Nazir Stackhouse, NT, Georgia

6-foot-3, 327 pounds

An excerpt from The Athletic’s Top 50, profile from Chris Burke ($):

“A four-star recruit in Georgia, Stackhouse stayed close to home and committed to the Bulldogs. It took him until last season to crack the starting lineup, though — current Philadelphia Eagle Jordan Davis had to turn pro first and vacate a job for Stackhouse.

“Year 1 was a success. Stackhouse started every game for the national champs and recorded 33 tackles (including three tackles for loss). His draft ceiling might be limited by a likely NFL role as a two-down, run-stuffing presence, but Stackhouse has the get-off and bull rush to take a significant step forward in getting after the QB. Any increase in production there would boost his draft stock.”
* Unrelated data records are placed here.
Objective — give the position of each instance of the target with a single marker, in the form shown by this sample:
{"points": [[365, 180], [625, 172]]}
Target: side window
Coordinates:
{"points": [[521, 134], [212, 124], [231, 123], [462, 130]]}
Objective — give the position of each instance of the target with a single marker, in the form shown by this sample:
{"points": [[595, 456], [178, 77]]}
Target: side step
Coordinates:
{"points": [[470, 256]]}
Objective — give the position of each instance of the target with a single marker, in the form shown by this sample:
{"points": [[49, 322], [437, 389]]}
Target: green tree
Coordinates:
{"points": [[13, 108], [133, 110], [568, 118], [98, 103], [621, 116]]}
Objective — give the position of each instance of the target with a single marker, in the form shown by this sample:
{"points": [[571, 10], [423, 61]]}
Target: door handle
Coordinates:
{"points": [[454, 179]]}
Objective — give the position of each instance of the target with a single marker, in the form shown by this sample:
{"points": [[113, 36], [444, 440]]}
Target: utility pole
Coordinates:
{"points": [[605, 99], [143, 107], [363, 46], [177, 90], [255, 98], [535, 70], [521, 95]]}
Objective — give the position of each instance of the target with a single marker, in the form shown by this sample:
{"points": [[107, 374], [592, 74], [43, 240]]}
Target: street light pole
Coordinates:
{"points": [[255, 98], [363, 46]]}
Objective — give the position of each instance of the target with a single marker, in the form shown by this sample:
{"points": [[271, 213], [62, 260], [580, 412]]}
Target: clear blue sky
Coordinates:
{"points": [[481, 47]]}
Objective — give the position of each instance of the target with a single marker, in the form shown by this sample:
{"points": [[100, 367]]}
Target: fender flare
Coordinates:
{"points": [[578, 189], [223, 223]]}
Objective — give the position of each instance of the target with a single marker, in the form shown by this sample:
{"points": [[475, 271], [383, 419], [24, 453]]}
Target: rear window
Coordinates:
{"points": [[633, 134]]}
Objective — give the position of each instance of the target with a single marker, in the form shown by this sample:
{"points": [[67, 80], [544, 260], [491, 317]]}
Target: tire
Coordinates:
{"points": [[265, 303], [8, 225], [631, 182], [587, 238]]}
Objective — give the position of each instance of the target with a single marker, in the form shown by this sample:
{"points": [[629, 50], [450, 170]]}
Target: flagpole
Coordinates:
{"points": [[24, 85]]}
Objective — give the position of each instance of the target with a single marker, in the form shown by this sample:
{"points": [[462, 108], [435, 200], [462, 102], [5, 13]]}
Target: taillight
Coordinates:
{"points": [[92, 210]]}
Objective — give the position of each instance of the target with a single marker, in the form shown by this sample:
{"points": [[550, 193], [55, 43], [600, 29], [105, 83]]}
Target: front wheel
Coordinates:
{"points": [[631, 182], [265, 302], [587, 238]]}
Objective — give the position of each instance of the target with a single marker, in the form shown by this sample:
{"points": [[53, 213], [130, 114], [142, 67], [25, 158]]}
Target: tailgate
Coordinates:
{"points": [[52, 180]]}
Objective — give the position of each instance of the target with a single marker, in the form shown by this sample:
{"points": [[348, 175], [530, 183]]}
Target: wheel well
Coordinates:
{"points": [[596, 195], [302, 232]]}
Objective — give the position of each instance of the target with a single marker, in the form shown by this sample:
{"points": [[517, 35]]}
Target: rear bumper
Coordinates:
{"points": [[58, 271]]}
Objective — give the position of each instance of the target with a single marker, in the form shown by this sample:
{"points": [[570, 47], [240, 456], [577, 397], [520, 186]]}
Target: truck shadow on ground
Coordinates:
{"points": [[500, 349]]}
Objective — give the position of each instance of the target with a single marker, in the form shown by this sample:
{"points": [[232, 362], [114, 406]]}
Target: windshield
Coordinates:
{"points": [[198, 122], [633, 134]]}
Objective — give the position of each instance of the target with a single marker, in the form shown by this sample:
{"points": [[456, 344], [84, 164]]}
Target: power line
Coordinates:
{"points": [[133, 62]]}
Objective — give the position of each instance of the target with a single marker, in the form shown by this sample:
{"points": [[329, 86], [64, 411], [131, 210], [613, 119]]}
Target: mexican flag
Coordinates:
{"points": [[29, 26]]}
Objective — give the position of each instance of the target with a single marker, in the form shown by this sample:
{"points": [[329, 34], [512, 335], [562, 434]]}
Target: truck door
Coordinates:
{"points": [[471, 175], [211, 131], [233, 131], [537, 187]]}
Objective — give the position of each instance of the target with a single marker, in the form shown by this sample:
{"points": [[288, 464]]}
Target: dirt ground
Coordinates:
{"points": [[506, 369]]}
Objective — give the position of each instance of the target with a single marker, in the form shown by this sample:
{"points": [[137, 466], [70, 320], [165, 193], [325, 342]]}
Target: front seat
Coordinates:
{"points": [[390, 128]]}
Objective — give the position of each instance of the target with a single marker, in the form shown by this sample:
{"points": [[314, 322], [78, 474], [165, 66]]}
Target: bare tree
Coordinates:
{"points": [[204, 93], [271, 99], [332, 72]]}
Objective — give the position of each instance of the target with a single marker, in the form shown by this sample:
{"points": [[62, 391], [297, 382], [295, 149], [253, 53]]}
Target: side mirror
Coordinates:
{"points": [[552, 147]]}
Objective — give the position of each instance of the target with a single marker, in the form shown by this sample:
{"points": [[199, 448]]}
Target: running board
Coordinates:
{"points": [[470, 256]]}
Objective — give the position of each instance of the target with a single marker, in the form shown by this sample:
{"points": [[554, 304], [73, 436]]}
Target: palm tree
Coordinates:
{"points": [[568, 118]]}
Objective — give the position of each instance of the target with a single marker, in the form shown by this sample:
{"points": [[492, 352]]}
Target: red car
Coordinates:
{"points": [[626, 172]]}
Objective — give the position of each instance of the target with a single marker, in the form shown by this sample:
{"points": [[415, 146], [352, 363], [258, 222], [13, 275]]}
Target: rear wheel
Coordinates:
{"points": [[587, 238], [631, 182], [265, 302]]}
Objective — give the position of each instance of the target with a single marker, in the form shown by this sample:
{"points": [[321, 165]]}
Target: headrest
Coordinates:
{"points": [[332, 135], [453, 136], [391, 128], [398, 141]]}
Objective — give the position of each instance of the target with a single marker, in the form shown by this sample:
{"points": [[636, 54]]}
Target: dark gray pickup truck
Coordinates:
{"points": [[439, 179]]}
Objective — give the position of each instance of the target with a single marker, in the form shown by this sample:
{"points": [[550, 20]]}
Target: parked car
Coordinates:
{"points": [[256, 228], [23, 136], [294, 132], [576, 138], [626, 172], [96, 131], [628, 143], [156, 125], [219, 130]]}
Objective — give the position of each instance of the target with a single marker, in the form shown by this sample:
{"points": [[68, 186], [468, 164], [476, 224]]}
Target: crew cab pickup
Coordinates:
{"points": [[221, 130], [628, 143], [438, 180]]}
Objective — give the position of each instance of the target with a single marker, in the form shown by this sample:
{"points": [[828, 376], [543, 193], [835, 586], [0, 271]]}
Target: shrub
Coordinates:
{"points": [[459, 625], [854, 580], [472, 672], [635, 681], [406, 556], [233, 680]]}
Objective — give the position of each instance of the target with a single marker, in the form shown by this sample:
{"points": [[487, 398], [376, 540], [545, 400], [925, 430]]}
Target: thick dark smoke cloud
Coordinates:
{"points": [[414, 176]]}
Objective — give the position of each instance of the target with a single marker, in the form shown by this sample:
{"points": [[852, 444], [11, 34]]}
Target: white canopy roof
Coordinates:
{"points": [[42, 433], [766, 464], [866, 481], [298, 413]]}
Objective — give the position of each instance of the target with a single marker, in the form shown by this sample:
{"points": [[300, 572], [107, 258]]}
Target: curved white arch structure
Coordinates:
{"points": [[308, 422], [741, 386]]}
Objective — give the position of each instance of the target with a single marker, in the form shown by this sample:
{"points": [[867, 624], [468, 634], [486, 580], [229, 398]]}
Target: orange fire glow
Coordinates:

How he’d fit with the Lions:

The Lions run defense has, so far, looked improved. But if they drift back into their old ways, Stackhouse is a terrific interior run defender—and as Fennell points out in his tweet—and may be the best in this draft class.

Kamari Lassiter, CB, Georgia (Junior)

6-foot-0, 180 pounds

An excerpt from The Athletic’s Top 50, profile from Diante Lee ($):

“Lassiter is a physical defensive back, and he ideally projects to the NFL as a flexible corner who can align in the slot or outside. He amassed 38 tackles last year, with 5.5 combined tackles for loss and sacks. Lassiter is a good blitzer and run-support player, and he has the play strength needed to take on blocks and finish solo tackles. As a coverage defender, he’s adequate on the perimeter but projects better in zone coverage, where he could make plays with his feel and short-area quickness. If Lassiter proves he can handle the top WR assignments for Georgia’s defense this year, he will shoot up draft boards.”

How he’d fit with the Lions:

The Lions future depth at outside corner is unsettled and any corner getting top-100 considerations will likely be high on their watch list radar. Lassiter is getting some solid hype early in the season and his stock is currently projecting from early second to late third, with an eye on his stock climbing with Georgia’s success.

Antwane Wells Jr., WR, South Carolina (Senior)

6-foot-0, 210 pounds

An excerpt from Pro Football Network’s Dalton Miller’s profile of Wells:

“Wells will receive the ‘possession WR’ tag throughout the process, but that’s somewhat unfair. His nickname isn’t “Juice” for no reason. Wells is explosive. He’s also a steller post-catch player displaying the kind of contact balance, creativity, and freedom of movement consistent with steller route runners.”

How he’d fit with the Lions:

Strength and instincts to live on the outside in the NFL, Wells looks like a Day 3 option if the Lions are looking for competition/depth. If he can show well against Lassiter, his stock could rise quickly.

Bowling Green at Michigan (2)

Kris Jenkins Jr., DT, Michigan (Junior)

6-foot-3, 293 pounds

An excerpt from The Athletic’s Top 50, profile from Nick Baumgardner ($):

“The son of ex-NFL All-Pro DT Kris Jenkins Sr. (and nephew of Cullen Jenkins, who also played in the NFL), Kris Jenkins Jr. is a fast, explosive, long interior tackle with agility to cover a ton of ground inside. He plays with great power at the point of attack and has added weight and strength to his frame every year.

“Now 6-foot-2 1/2, 293 pounds, Jenkins plays with no bad weight. He turns 22 in October and is a true junior, but he has first-round potential.”

How he’d fit with the Lions:

When Jenkins first joined the Wolverines, he was a 240-pound defensive end, thought to be in the mold of the next potential Rashan Gary. But a change in scheme encouraged Jenkins to follow in his father's footsteps and he made a shift inside to defensive tackle.

Despite adding weight to live inside, Jenkins has noticeably improved his strength and quickness every year. That extra work in the weight room has afforded Jenkins unique physical abilities, yet he still possesses the instincts of an edge player. Jenkins understands angles and leverage, and has the athletic profile to beat offensive linemen to a spot, giving him the ability to disrupt.